The invalidity action was filed by card manufacturer Full Colour Black in March 2019, against an EU trade mark for one of Banksy’s most famous artworks known as ‘Rage, The Flower-Thrower’. The artist originally spray-painted the picture on a wall in Jerusalem in 2005.
The trade mark in question is owned by Banksy entity ‘Pest Control Office Limited’ and was registered in August 2014. This week, a European Union Intellectual Property Office (EUIPO) panel agreed to invalidate the registration, noting “[Banksy’s] intention was not to use the mark as a trademark to commercialise goods … but only to circumnavigate the law. These actions are inconsistent with honest practices.”
For an EU trade mark to be valid, the holder must sell goods using the image. Similar rules apply in Australia, with the baseline requirement for a non-use removal application being that the registration in question has not been used as a trade mark (that is, commercially and as an indicator of origin) in the preceding three years.

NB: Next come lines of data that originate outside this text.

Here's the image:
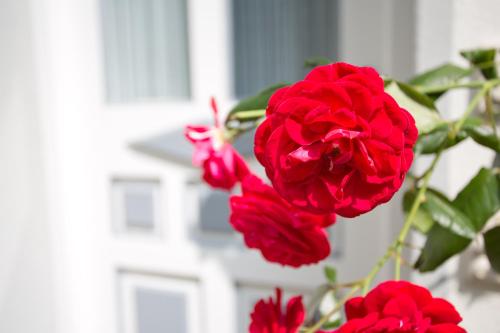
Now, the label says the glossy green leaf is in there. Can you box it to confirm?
[403,189,434,233]
[461,48,498,79]
[385,81,444,134]
[484,226,500,273]
[416,168,500,272]
[415,224,471,272]
[304,57,332,68]
[226,82,288,123]
[409,63,473,100]
[324,265,337,284]
[452,168,500,231]
[462,122,500,152]
[422,190,476,239]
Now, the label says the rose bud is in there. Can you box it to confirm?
[185,97,249,190]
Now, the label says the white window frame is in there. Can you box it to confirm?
[119,272,201,333]
[111,178,163,238]
[30,0,414,333]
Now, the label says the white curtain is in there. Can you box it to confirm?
[232,0,338,98]
[101,0,190,103]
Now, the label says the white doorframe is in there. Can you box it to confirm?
[28,1,418,333]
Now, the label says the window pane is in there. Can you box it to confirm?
[100,0,190,103]
[199,185,233,234]
[136,288,187,333]
[232,0,338,97]
[125,190,155,229]
[329,218,345,258]
[112,179,160,233]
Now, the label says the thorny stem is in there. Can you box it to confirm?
[302,81,500,333]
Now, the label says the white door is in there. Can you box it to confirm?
[31,1,413,333]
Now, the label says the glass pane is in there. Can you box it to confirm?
[100,0,190,103]
[112,179,159,233]
[125,190,155,229]
[199,185,233,234]
[135,288,187,333]
[329,218,345,258]
[232,0,338,97]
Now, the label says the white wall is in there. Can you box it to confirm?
[0,0,56,332]
[415,0,500,331]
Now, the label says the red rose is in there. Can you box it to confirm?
[250,288,305,333]
[254,63,417,217]
[333,281,465,333]
[230,174,334,267]
[185,98,249,190]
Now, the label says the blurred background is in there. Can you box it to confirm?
[1,0,500,332]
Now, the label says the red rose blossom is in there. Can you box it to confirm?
[250,288,305,333]
[332,281,465,333]
[254,63,418,217]
[185,98,249,190]
[230,174,334,267]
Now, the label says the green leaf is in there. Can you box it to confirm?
[409,63,473,100]
[324,265,337,284]
[403,189,434,233]
[415,224,471,272]
[410,63,472,87]
[452,168,500,231]
[415,168,500,272]
[385,81,444,134]
[415,121,472,154]
[226,82,289,123]
[304,57,332,68]
[484,226,500,273]
[422,190,476,239]
[321,318,342,330]
[461,48,498,79]
[414,124,450,154]
[462,121,500,152]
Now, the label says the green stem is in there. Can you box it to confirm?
[394,150,442,280]
[455,84,493,131]
[302,285,361,333]
[417,78,500,95]
[363,243,396,293]
[227,109,266,120]
[485,91,498,137]
[417,80,485,94]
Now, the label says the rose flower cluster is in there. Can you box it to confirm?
[250,282,465,333]
[186,63,465,332]
[186,63,416,266]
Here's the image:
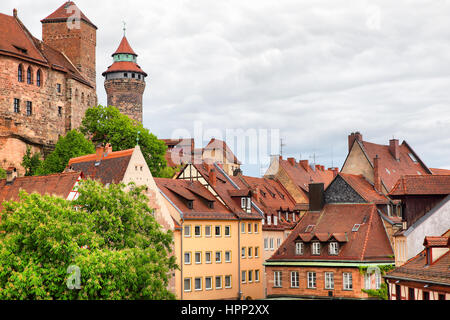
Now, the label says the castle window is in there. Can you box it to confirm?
[81,92,84,104]
[26,101,32,116]
[27,67,33,84]
[36,69,42,87]
[124,73,128,78]
[57,84,61,93]
[58,107,63,117]
[14,99,20,113]
[18,64,23,82]
[132,73,135,78]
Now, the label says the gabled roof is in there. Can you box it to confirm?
[390,175,450,196]
[268,203,394,262]
[155,178,236,220]
[0,171,82,212]
[112,36,137,56]
[337,173,390,204]
[277,158,335,193]
[203,138,241,165]
[41,1,97,29]
[68,148,134,185]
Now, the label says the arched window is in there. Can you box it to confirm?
[18,64,23,82]
[27,67,33,84]
[36,69,42,87]
[81,92,84,104]
[75,89,79,101]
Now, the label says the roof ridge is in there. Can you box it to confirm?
[360,205,376,260]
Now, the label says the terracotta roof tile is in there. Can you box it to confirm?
[112,36,137,56]
[389,175,450,196]
[102,61,147,76]
[338,173,390,204]
[41,1,97,29]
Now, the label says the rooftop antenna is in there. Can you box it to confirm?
[280,138,286,157]
[122,21,126,37]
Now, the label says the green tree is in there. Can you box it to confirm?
[0,179,177,300]
[80,105,168,177]
[0,167,5,179]
[21,146,42,176]
[36,130,95,176]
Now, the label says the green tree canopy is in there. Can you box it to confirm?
[80,105,169,177]
[36,130,95,176]
[21,146,42,176]
[0,179,177,300]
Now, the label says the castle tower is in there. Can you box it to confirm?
[102,34,147,123]
[41,1,97,88]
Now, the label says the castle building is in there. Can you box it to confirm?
[0,2,97,175]
[103,35,147,123]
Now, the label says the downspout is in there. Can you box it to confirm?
[238,217,241,300]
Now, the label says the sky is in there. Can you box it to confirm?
[3,0,450,177]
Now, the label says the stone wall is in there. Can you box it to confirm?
[105,78,145,123]
[324,175,366,204]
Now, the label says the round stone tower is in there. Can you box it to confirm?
[102,35,147,123]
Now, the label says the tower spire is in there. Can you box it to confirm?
[122,21,126,37]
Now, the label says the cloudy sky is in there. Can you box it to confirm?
[3,0,450,176]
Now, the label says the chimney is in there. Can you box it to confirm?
[309,183,324,211]
[389,139,400,161]
[315,164,321,171]
[348,131,363,152]
[300,160,309,170]
[6,167,17,184]
[104,143,112,155]
[95,144,104,162]
[331,167,339,177]
[253,186,260,202]
[373,155,382,192]
[209,168,217,187]
[13,8,17,18]
[287,157,295,166]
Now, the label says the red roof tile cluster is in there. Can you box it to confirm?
[102,61,147,76]
[338,173,390,204]
[155,178,236,220]
[268,203,394,262]
[112,36,137,56]
[68,148,134,185]
[0,172,81,212]
[423,236,450,247]
[389,175,450,196]
[277,157,335,193]
[41,1,97,29]
[430,168,450,175]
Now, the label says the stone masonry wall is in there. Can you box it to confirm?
[105,78,145,123]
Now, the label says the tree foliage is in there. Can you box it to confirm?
[80,105,168,177]
[0,180,177,300]
[36,130,95,176]
[21,146,42,176]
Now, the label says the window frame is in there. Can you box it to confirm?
[343,272,353,291]
[295,242,304,255]
[325,272,334,290]
[307,272,316,289]
[273,271,282,288]
[290,271,299,288]
[312,242,321,255]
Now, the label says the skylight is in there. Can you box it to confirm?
[352,224,361,232]
[408,153,418,163]
[305,225,315,233]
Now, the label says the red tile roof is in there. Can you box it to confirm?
[431,168,450,175]
[423,236,450,247]
[268,203,394,262]
[155,178,236,220]
[41,1,97,29]
[277,158,335,193]
[102,61,147,76]
[112,36,137,56]
[356,140,431,192]
[68,149,134,185]
[0,172,82,212]
[389,175,450,196]
[338,173,390,204]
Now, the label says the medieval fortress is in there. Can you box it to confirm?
[0,2,146,174]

Whilst ordinarily copyright is the appropriate form of IP protection for artistic works, Banksy has been quoted as taking the view that copyright is not appropriate for him, particularly since it would require him to identify himself. For now, he has chosen to remain anonymous and it appears this has worked in Full Colour Black’s favour.
The ruling could mean other Banksy trade marks (particularly in the EU) are now at risk. Full Colour Black has challenged the trade marks of a further six Banksy works, including Laugh Now (Los Angeles, 2002) Umbrella Girl (New Orleans. 2008), and Bomb Hugger (London’s East End, 2003).
This case serves as a warning to trade mark owners to ‘use it or lose it’ when it comes to trade mark registrations.